Picture book of the day: falling for the great, tricky Mel Fell

Mel Fell, illustrated and written by Corey R. Tabor, published by Balzer + Bray (an imprint of HarperCollins), ISBN: 978-0062878014.

The first thing you notice is that you have to hold the book horizontally, perfect for a gem about a baby kingfisher named Mel about to take flight for the first time but then plummeting through the air. And the second thing you notice is how instantly lovable and funny Mel Fell is. Award-winning illustrator/author Corey R. Tabor delivers a delightful, tricky, surprising, inventive (and dare I say it, even inspirational) romp that won me over the moment I first read it, and feels magical every time I revisit it. Tabor serves up a clever surprise halfway through, not only in narrative terms, but in terms of book design. But no worries, this review will be spoiler-free in that regard. I cannot wait to read this in a storytime that includes The Very Impatient Caterpillar and Bear Came Along, two other recent comic delights that make listeners chuckle and say “whoa” at the same time.
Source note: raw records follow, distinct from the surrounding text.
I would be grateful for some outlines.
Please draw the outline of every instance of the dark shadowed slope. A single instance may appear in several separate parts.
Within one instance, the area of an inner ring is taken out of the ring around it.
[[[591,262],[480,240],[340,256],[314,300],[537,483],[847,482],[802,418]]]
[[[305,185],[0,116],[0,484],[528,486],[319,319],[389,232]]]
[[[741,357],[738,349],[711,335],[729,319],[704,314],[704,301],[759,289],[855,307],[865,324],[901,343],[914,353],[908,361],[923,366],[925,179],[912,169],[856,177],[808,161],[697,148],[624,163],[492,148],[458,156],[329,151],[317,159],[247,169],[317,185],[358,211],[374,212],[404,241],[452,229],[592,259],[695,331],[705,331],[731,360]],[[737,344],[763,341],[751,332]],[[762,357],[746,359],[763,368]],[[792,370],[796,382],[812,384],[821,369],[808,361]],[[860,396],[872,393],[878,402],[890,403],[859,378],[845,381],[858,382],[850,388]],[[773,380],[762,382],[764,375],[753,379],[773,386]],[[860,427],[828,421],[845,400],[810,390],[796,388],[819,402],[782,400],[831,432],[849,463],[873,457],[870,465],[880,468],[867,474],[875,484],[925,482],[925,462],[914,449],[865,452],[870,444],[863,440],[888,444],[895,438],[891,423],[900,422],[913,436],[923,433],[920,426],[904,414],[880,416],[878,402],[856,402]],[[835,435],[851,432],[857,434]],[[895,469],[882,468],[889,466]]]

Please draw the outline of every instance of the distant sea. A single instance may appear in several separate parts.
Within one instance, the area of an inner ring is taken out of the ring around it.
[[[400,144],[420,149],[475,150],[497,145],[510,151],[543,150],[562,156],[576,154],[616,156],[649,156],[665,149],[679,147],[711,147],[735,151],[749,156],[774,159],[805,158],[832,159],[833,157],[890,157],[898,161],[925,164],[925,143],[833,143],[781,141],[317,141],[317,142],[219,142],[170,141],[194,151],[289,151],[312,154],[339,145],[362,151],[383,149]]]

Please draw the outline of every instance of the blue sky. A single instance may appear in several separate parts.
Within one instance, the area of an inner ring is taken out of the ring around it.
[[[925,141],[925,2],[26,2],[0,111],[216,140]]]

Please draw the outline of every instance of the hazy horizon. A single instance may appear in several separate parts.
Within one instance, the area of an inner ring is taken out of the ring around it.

As mentioned, Mel Fell stars a brave young bird ready, it seems, to take to the sky. However, Mel startles everyone by diving down, down, down past a tree. A bunch of hilarious supporting characters populate this tree, commenting on Mel’s descent, concerned about her fate. Squirrels, owls and owlets, ants, a spider trapping a fly, bees, even…a….snail. They try to save the seemingly doomed winged little one. Tabor’s text bounces with action-packed urgency. Comical comments from the spectators punctuate the action.
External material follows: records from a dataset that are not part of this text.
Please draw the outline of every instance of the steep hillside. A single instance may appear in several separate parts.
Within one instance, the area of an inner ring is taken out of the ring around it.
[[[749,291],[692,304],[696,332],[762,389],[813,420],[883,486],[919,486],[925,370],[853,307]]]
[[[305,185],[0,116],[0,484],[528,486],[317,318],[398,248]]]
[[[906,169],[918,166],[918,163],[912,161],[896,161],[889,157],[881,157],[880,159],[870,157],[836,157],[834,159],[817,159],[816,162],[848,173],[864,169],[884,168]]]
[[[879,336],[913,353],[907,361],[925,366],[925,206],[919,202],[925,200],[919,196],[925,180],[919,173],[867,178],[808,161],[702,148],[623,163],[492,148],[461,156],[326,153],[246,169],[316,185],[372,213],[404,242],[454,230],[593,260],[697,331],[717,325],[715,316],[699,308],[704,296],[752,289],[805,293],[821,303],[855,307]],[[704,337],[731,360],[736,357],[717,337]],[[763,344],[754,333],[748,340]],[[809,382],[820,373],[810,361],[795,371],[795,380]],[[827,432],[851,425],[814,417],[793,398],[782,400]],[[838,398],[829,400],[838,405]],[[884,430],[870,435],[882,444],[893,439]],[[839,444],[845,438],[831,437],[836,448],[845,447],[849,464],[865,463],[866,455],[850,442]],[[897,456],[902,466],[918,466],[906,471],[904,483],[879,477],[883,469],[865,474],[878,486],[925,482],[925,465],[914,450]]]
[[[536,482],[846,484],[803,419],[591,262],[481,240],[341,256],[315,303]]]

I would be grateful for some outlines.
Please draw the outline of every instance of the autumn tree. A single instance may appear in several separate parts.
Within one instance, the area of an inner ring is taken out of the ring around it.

But what is truly striking about Mel Fell: the absolutely fabulous art. Tabor used pencil, colored pencil, and acrylic paint, and then assembled the illustrations digitally. Mel and her co-stars possess hilarious expressions and body language. I really really love the squirrels’ acrobatics. Mel emerges as a protagonist we all want to cheer the moment we first see her. That look of determination. And yet that seeming recklessness that makes readers want to shout “look out Mel!”. But there is a beauty to this art as well. Tabor adds impressive textures to his depiction of this woodland world. The book feels thoughtfully conceived; every image resonates. So yes, it’s funny, very funny, and made with absolute care. Mel Fell will easily make my best of the year list.